The size of committee can vary from $1 \text{to} n$, and the size of subcommittee can vary from $j \text{to} n$ so total possibilities is $\sum _{j=i}^n\left(\begin{array}{c}n\\ j\end{array}\right)\left(\begin{array}{c}j\\ i\end{array}\right)$.

For Case 2 - The no. of ways of selecting  members of the subcommittee is $\left(\begin{array}{c}n\\ i\end{array}\right)$.

The remaining $(j-1)$ committee members will selected from $(n-i)$ committee members.
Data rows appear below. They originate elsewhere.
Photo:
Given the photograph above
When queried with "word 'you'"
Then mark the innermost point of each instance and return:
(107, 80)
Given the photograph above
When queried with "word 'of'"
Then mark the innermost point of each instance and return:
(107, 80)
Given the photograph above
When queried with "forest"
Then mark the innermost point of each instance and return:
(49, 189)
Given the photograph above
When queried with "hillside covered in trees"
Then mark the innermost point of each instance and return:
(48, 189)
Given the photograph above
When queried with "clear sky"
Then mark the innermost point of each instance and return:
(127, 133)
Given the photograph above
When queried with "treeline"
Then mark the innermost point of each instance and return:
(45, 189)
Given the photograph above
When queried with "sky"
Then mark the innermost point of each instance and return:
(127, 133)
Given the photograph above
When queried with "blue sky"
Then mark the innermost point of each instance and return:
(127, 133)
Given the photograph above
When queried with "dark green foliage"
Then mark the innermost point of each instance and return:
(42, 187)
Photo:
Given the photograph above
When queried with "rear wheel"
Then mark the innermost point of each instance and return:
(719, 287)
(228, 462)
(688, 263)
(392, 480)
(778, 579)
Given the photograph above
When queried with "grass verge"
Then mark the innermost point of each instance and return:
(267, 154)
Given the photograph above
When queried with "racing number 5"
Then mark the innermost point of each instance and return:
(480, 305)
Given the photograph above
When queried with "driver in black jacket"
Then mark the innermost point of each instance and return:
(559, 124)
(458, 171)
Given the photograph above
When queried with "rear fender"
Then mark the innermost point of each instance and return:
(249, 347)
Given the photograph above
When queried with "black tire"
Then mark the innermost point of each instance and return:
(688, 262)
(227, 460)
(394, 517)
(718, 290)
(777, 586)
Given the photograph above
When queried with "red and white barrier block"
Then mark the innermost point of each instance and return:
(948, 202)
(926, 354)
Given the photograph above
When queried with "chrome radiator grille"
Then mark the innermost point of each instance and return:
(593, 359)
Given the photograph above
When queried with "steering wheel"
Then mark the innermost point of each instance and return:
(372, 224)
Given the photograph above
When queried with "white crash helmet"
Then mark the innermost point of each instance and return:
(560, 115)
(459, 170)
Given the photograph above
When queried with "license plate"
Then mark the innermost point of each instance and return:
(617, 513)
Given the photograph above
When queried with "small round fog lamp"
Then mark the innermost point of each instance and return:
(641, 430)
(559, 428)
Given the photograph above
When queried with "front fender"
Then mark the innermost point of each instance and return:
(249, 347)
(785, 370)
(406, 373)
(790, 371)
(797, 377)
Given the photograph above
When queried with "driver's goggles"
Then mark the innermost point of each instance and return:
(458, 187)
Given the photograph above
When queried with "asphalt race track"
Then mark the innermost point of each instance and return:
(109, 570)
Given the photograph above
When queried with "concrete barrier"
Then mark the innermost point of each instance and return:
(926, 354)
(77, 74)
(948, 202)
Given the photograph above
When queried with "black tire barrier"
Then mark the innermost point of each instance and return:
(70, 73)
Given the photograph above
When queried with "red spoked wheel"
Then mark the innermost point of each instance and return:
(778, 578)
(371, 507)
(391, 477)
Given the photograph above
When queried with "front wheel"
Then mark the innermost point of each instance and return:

Each of the $(n-i)$ members have two chances - they can be included or they can not be included in the committee.

So, the different possible selections of $(n-i)$ committee members is $2^{n-i}$. 

Therefore, the possible selections of committee and sub-committee members is $\sum _{j=i}^n\left(\begin{array}{c}n\\ j\end{array}\right)\left(\begin{array}{c}j\\ i\end{array}\right)=\left(\begin{array}{c}n\\ i\end{array}\right)2^{n-i}$.

We have to prove that $\sum _{j=i}^n\left(\begin{array}{c}n\\ j\end{array}\right)\left(\begin{array}{c}j\\ i\end{array}\right){\left(-1\right)}^{n-j}=0$ for $i\le n$

Taking the L.H.S of the equation, we have

$\sum _{j=i}^n\left(\begin{array}{c}n\\ j\end{array}\right)\left(\begin{array}{c}j\\ i\end{array}\right){\left(-1\right)}^{n-j}$

From part (a) the different possible combinations of selecting a committee and a sub-committee is $\left(\begin{array}{c}n-i\\ j-i\end{array}\right)=\left(\begin{array}{c}n\\ j\end{array}\right)\left(\begin{array}{c}j\\ i\end{array}\right)$ ...... (1)

From equation 1, we get

$\sum _{j=i}^n\left(\begin{array}{c}n\\ j\end{array}\right)\left(\begin{array}{c}j\\ i\end{array}\right){\left(-1\right)}^{n-j}=\sum _{j=i}^n\left(\begin{array}{c}n-i\\ j-i\end{array}\right){\left(-1\right)}^{n-j}$

$\sum _{j=i}^n\left(\begin{array}{c}n\\ j\end{array}\right)\left(\begin{array}{c}j\\ i\end{array}\right){\left(-1\right)}^{n-j}=\sum _{j-1=0}^{n-i}\left(\begin{array}{c}n-i\\ j-i\end{array}\right){\left(-1\right)}^{n-j-i+i}$

$\sum _{j=i}^n\left(\begin{array}{c}n\\ j\end{array}\right)\left(\begin{array}{c}j\\ i\end{array}\right){\left(-1\right)}^{n-j}=\sum _{j-1=0}^{n-i}\left(\begin{array}{c}n-i\\ j-i\end{array}\right){\left(-1\right)}^{n-i-\left(j-i\right)}$

Let $n-i=k$

$\sum _{j=i}^n\left(\begin{array}{c}n\\ j\end{array}\right)\left(\begin{array}{c}j\\ i\end{array}\right){\left(-1\right)}^{n-j}=\sum _{k=0}^{n-i}\left(\begin{array}{c}n-i\\ k\end{array}\right){\left(-1\right)}^{n-i-k}$ .................... (2)

For $n>0$

$\sum _{i=0}^n{\left(-1\right)}^i\left(\begin{array}{c}n\\ i\end{array}\right)=0$ ............... (3)

From equation (2) and (3), it is proved that

$\sum _{j=i}^n\left(\begin{array}{c}n\\ j\end{array}\right)\left(\begin{array}{c}j\\ i\end{array}\right){\left(-1\right)}^{n-j}=0$